Cayman Island legislators have retaliated against a newspaper that drew attention to plans for a closed door meeting on freedom of Information and wrote an editorial cautioning against weakening the law.

The Caymanian Compass and publisher Brian Uzzell is refusing to apologise for the article by reporter Brent Fuller, or the editorial published Dec. 8. In addition, Uzzell, has said that none of the paper’s reporters will be attending the Legislative Assembly until the threat of prosecution is lifted, but will follow the proceedings by radio, according to a story in the Cayman News Service, also described in a Compass editorial Dec. 17.

Speaker of the House Mary Lawrence first asked Fuller to apologize for reporting that a six-member Legislative Assembly subcommittee was going to review Cayman’s freedom of information Law in private, and for the unsigned editorial. Noting the planned closed meeting, the editorial expresses “our fear that the latest WikiLeaks release will serve as an excuse for governments around the world to further restrict access to legitimate public information.”

Legislators voted to cancel Fuller’s press privileges immediately and to recommend criminal prosecution of Fuller for “impugning the integrity” of the Legislative Assembly.  Cayman’s attorney general is examining the matter, according to a report in the Compass.

In a statement at the beginning of a Legislative Assembly meeting on Dec. 9, Speaker of the House Mary Lawrence suspended the reporter’s press privileges to report on the legislature’s meetings for the rest of the week and asked for an apology from him and Cayman Free Press, which publishes the Compass.

Lawrence was quoted as saying: “When the free press, however, begins whittling away at the root of democracy – defaming the integrity of the country’s Legislative Assembly and the integrity of its honourable members, by deliberately planting in the minds of the public the idea that the persons they have chosen to represent them are not worthy of their trust and respect, and imbuing the carrying out of their legislative duties with sinister proportions, it is time for this Chair to act.”

Lawrence cited section 18 (2) of the Immunities, Powers and Privileges Law which covers the publication of statements or reports on the Assembly or any committee. Breaching this law is an offence that carries a penalty of an $800 fine and imprisonment of 12 months.

Independent Assembly member Ezzard Miller proposed a motion resolving to ask the attorney general to prosecute  Fuller and the Compass and to immediately cancel, rather than suspend, Fuller’s reporting privileges at the Legislative Assembly. The motion generated substantial debate and was passed on a 9-4 vote.

The story that started it all began, “It appears the legal review of Cayman’s first Freedom of Information Law will not be done before the eyes of the public. “

The review is required under the new FOI law, which took effect on Jan. 5, 2009.

Fuller reported:  “A number of recommendations about changes to the law have already been made by the FOI Commissioner’s office.

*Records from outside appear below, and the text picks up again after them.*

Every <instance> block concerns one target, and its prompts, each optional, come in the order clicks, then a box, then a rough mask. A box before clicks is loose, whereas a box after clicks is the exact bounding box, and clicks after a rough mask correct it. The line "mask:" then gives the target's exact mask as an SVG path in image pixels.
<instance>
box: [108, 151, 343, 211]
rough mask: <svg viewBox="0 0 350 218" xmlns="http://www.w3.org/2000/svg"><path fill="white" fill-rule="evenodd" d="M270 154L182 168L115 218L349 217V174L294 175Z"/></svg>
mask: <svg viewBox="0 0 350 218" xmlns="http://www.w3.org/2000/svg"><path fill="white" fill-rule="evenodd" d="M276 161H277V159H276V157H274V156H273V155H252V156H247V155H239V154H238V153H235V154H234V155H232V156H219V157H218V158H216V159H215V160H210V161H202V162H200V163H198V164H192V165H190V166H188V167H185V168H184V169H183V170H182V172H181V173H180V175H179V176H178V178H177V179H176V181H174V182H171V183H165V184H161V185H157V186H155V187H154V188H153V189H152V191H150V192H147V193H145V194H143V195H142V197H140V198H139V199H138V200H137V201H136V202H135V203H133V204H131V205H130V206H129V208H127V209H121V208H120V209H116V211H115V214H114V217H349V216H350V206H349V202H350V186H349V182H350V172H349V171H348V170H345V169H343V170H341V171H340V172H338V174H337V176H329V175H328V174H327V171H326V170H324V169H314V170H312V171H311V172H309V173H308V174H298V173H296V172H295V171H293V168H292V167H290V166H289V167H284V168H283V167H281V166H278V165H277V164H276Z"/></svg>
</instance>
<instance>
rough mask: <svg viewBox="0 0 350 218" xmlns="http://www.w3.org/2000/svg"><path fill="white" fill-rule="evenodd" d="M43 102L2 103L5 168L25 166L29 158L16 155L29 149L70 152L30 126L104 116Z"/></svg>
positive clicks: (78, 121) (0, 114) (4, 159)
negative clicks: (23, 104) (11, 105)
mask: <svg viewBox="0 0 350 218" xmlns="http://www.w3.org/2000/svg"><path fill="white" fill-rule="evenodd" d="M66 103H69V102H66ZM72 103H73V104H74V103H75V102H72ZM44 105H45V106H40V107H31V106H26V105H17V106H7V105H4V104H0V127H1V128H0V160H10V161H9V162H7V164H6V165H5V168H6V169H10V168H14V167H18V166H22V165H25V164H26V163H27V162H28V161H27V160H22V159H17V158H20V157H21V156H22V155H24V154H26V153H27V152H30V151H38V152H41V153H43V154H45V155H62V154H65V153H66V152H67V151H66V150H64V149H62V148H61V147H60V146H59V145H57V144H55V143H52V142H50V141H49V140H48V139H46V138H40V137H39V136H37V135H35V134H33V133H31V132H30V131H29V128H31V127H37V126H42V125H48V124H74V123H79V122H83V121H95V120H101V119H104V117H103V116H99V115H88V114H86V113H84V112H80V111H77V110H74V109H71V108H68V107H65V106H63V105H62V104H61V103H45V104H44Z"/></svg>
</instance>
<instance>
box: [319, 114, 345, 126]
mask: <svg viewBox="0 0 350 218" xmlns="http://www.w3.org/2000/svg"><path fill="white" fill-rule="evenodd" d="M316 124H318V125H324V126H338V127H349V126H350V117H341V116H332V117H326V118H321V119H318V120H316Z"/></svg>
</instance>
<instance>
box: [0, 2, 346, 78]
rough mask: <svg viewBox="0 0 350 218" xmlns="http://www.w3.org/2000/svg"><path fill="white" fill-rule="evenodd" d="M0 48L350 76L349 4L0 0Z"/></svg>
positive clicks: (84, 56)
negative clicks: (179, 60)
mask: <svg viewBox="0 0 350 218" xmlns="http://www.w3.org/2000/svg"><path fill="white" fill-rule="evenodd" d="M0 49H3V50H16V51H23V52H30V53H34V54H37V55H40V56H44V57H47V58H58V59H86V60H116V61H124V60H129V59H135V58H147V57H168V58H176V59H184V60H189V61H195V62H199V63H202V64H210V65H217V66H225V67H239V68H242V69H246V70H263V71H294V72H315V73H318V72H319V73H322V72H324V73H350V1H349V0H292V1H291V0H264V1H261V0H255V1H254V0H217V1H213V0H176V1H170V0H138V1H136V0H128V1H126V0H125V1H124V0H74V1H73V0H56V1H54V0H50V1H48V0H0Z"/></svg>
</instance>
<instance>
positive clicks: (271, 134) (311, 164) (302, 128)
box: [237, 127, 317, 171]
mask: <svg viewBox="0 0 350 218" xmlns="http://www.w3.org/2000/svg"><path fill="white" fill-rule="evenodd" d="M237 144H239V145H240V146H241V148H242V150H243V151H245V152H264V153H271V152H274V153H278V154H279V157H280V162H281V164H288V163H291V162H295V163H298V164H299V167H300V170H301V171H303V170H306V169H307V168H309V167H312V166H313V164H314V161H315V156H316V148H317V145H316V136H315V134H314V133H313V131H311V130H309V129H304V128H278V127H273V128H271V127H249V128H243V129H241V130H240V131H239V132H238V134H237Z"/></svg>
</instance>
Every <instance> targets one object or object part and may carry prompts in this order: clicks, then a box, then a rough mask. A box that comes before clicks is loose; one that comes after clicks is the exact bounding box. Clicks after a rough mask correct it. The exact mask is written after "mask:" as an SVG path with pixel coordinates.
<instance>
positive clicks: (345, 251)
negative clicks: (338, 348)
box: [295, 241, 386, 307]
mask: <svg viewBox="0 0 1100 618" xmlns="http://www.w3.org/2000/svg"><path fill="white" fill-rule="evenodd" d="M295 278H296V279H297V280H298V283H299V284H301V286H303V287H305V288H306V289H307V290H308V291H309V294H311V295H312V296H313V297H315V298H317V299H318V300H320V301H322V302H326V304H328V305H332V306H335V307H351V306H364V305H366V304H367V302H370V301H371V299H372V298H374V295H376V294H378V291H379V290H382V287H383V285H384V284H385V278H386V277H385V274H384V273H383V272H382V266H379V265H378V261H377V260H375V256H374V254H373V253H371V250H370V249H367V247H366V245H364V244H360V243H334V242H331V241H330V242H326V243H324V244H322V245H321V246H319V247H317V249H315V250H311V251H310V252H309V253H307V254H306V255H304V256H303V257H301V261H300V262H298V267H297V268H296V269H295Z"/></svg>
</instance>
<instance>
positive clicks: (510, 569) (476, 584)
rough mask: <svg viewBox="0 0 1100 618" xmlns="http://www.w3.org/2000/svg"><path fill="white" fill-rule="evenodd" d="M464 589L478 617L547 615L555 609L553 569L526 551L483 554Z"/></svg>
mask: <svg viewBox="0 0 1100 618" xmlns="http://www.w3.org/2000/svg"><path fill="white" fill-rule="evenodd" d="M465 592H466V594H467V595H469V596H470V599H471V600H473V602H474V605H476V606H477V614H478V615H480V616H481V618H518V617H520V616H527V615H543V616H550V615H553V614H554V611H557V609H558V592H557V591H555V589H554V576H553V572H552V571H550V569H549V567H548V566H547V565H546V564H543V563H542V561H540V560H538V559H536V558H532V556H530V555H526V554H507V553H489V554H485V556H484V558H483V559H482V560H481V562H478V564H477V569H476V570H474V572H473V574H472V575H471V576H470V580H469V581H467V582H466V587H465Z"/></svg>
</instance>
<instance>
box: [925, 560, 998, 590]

However, Commissioner Jennifer Dilbert was not named as one of the committee members. According to Cayman Islands Attorney General Sam Bulgin, a committee of the entire LA met on 15 September behind closed doors and decided on the subcommittee’s formation.”

Anonymous Requests an Issue

Fuller reported that Premier McKeeva Bush “has previously stated that his administration is committed to continuing with the open records law,” but that he has questioned allowing anonymous requests for information and raised concerns about the cost of the law.

Fuller wrote:  “Mrs. Dilbert, who is charged with handling all appeals of FOI requests, has said that the anonymity aspect of FOI is essential for the continued success of the law.   Given previous comments about the FOI review by Premier Bush and Cayman Islands Governor Duncan Taylor, Mrs. Dilbert said she expected to be ‘front and centre’ in leading the role of the committee.

Compass Editorial

A Dec. 13 Compass editorial said there was noting factually wrong with the original article and that “just because the law review says that the meetings can be held in secret doesn’t mean they have to be. Lawmakers can easily suspend Standing Orders to make the meetings public. As a matter of practice, lawmakers vote to suspend Standing Orders fairly frequently. The real question now is, will they in this case?

The editorial continues:

“As for impugning the integrity of any sitting member of the Legislative Assembly, we have to say ‘the lady and gentlemen doth protest too much. Our editorial was meant to bring to the attention of the public – many of which voted for the people sitting in the honourable House – a lack of transparency in government, especially concerning something so important as the freedom of information in this county.

There is a genuine concern the world over that governments are not forthcoming with information to the public; that decisions and policies are being made without input from the people who elected those who are making crucial decisions.

But apparently it is easier to attempt to ‘prosecute’ a reporter and a newspaper than to hold meetings about the FOI law in public.

In another Compass article, Uzzell points out a wider pattern of Lawrence’s hostility to the press.  “First she cancelled all press passes of journalists and insisted they file annual register of interest forms, even though the requirement isn’t supported by Standing Orders,” he said. “Then she took away journalists’ right to use a Legislative Assembly parking spot next to the Library. Now this.”